The professor had taught a student in a previous semester who had made her uncomfortable, presumably using too much of her office-hour time and other things. She heard that the student was going to reenroll in one of her classes the next semester. She then met with the student and one of his current professors and presented the student with a list of rules for enrolling in her courses in the future, including: (1) using her office hours a maximum of five to 10 minutes a week; (2) no blocking doorways of classrooms or offices; and (3) keeping an appropriate distance from professors and classmates.
When the professor discussed the incident with a university staff member who counsels on how to deal with difficult students, the staff member concluded that the professor “showed no concern about the student” and refused to accept any responsibility for her own actions, which included limiting availability to students during her regular office hours.
The court dismissed the complaint, concluding that the plaintiff presented no evidence to show that the university’s proffered reasons for contract non-renewal, her rudeness, was a pretext for sex or national origin discrimination.
The Service Employees International Union (SEIU) recently won an election of 574 adjunct faculty at St.
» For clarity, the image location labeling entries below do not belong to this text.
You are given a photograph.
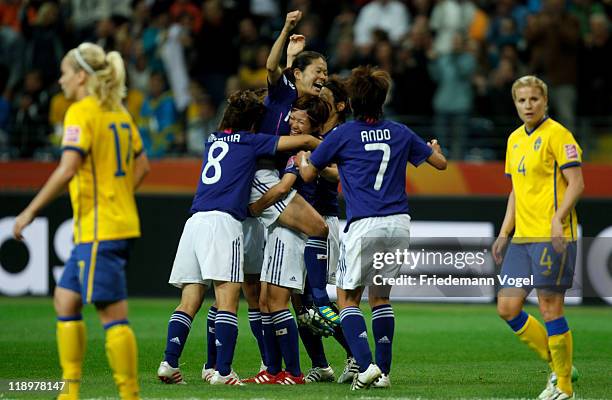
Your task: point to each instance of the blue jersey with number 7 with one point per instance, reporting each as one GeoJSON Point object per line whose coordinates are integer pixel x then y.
{"type": "Point", "coordinates": [372, 160]}
{"type": "Point", "coordinates": [228, 169]}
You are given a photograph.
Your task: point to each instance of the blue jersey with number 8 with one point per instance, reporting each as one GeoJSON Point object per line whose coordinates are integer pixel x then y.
{"type": "Point", "coordinates": [372, 159]}
{"type": "Point", "coordinates": [228, 169]}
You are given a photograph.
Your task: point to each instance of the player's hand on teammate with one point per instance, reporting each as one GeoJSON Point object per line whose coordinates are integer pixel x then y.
{"type": "Point", "coordinates": [292, 19]}
{"type": "Point", "coordinates": [296, 45]}
{"type": "Point", "coordinates": [435, 145]}
{"type": "Point", "coordinates": [498, 248]}
{"type": "Point", "coordinates": [24, 219]}
{"type": "Point", "coordinates": [558, 241]}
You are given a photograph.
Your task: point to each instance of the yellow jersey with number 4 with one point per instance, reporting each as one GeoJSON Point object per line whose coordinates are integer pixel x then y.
{"type": "Point", "coordinates": [534, 161]}
{"type": "Point", "coordinates": [102, 191]}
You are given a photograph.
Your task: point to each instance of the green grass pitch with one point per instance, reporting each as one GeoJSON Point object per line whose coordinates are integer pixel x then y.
{"type": "Point", "coordinates": [440, 351]}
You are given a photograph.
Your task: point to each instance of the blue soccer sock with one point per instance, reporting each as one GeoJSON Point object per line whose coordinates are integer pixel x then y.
{"type": "Point", "coordinates": [314, 347]}
{"type": "Point", "coordinates": [356, 334]}
{"type": "Point", "coordinates": [256, 328]}
{"type": "Point", "coordinates": [315, 259]}
{"type": "Point", "coordinates": [286, 333]}
{"type": "Point", "coordinates": [178, 330]}
{"type": "Point", "coordinates": [211, 348]}
{"type": "Point", "coordinates": [383, 326]}
{"type": "Point", "coordinates": [339, 336]}
{"type": "Point", "coordinates": [274, 362]}
{"type": "Point", "coordinates": [226, 332]}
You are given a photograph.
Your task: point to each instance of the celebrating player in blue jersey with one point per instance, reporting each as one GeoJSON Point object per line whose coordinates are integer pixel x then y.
{"type": "Point", "coordinates": [543, 160]}
{"type": "Point", "coordinates": [305, 76]}
{"type": "Point", "coordinates": [211, 246]}
{"type": "Point", "coordinates": [371, 154]}
{"type": "Point", "coordinates": [102, 163]}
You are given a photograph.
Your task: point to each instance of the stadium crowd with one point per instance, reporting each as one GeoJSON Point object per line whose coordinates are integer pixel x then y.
{"type": "Point", "coordinates": [453, 62]}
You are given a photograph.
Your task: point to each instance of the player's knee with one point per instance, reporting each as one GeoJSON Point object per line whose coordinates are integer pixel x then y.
{"type": "Point", "coordinates": [507, 311]}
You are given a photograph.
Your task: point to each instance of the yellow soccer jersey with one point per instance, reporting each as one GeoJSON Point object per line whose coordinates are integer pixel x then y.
{"type": "Point", "coordinates": [102, 191]}
{"type": "Point", "coordinates": [534, 161]}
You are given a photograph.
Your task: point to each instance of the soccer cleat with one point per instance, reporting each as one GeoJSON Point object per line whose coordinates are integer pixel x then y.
{"type": "Point", "coordinates": [288, 379]}
{"type": "Point", "coordinates": [350, 369]}
{"type": "Point", "coordinates": [264, 378]}
{"type": "Point", "coordinates": [328, 314]}
{"type": "Point", "coordinates": [364, 379]}
{"type": "Point", "coordinates": [550, 387]}
{"type": "Point", "coordinates": [231, 379]}
{"type": "Point", "coordinates": [558, 394]}
{"type": "Point", "coordinates": [551, 384]}
{"type": "Point", "coordinates": [382, 382]}
{"type": "Point", "coordinates": [318, 374]}
{"type": "Point", "coordinates": [207, 373]}
{"type": "Point", "coordinates": [168, 374]}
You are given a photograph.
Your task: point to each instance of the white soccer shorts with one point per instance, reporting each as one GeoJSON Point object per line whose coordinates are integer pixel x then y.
{"type": "Point", "coordinates": [365, 237]}
{"type": "Point", "coordinates": [333, 248]}
{"type": "Point", "coordinates": [263, 181]}
{"type": "Point", "coordinates": [210, 249]}
{"type": "Point", "coordinates": [284, 259]}
{"type": "Point", "coordinates": [254, 242]}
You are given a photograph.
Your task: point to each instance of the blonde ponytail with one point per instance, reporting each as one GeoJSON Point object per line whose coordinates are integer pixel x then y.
{"type": "Point", "coordinates": [106, 74]}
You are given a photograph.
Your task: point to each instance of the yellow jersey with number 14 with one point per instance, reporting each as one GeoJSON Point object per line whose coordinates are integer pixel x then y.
{"type": "Point", "coordinates": [102, 191]}
{"type": "Point", "coordinates": [534, 160]}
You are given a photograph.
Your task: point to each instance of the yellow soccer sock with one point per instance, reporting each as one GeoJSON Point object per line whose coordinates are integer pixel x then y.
{"type": "Point", "coordinates": [561, 346]}
{"type": "Point", "coordinates": [122, 354]}
{"type": "Point", "coordinates": [531, 332]}
{"type": "Point", "coordinates": [71, 349]}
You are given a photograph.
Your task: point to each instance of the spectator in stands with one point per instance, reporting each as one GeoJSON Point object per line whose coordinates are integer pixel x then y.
{"type": "Point", "coordinates": [595, 63]}
{"type": "Point", "coordinates": [412, 74]}
{"type": "Point", "coordinates": [216, 37]}
{"type": "Point", "coordinates": [553, 37]}
{"type": "Point", "coordinates": [158, 122]}
{"type": "Point", "coordinates": [454, 97]}
{"type": "Point", "coordinates": [447, 20]}
{"type": "Point", "coordinates": [29, 125]}
{"type": "Point", "coordinates": [44, 49]}
{"type": "Point", "coordinates": [391, 16]}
Louis Community College to represent the faculty unit in collective bargaining with the college. The adjunct faculty voted 188 to 15 in favor of SEIU representation in an election agreed to by the college and the union and conducted by a third-party vendor.
On the private-sector front, two different SEIU locals have filed petitions with the National Labor Relations Board (NLRB) to represent adjunct faculty at Brandeis University and University of Chicago.
And in other labor-related news, the NLRB has agreed to review requests by affiliates of the United Auto Workers (UAW) union to reconsider and review its decision in Brown University to decline union petitions to represent graduate students on the grounds that they are students and not employees. The NLRB recently decided to review petitions filed separately by UAW affiliates to represent graduate research and teaching assistants at Columbia University (NLRB No. 02 RC 143012) and The New School (NLRB No. 02 RC 143009).